It's the camera-only mandate, and it's not Elon's but Karpathy's.
Any engineering student can understand why LIDAR+Radar+RGB is better than just a single camera; and any person moderately aware of tech can realize that digital cameras are nowhere as good as the human eye.
Digital cameras are much worse than the human eye, especially when it comes to dynamic range, but I don't think that's all that widely known actually. There are also better and worse digital cameras, and the ones on a Waymo are very good, and the ones on a Tesla aren't that great, and that makes a huge difference.
Beyond even the cameras themselves, humans can move their head around, use sun visors, put on sunglasses, etc to deal with driving into the sun, but AVs don't have these capabilities yet.
You can solve this by having multiple cameras for each vantage point, with different sensors and lenses that are optimized for different light levels. Tesla isn't doing this mind you, but with the use of multiple cameras, it should be easy enough to exceed the dynamic range of the human eye so long as you are auto-selecting whichever camera is getting you the correct exposure at any given point.

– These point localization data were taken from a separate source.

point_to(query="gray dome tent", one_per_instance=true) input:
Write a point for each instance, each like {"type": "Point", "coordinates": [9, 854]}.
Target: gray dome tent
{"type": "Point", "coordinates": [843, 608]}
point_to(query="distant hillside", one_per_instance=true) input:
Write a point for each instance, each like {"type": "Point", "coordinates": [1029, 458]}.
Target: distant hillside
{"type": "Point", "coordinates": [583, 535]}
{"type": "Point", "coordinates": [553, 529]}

Tesla claims that their cameras use "photon counting" and that this lets them see well in the dark, in fog, in heavy rain, and when facing bright lights like the sun.
Photon counting is a real thing [1] but that's not what Tesla claims to be doing.
I cannot tell if what they are doing is something actually effective that they should have called something other than "photon counting" or just the usual Musk exaggerations. Anyone here familiar with the relevant fields who can say which it is?
Here's what they claim, as summarized by whatever it is Google uses for their "AI Overview".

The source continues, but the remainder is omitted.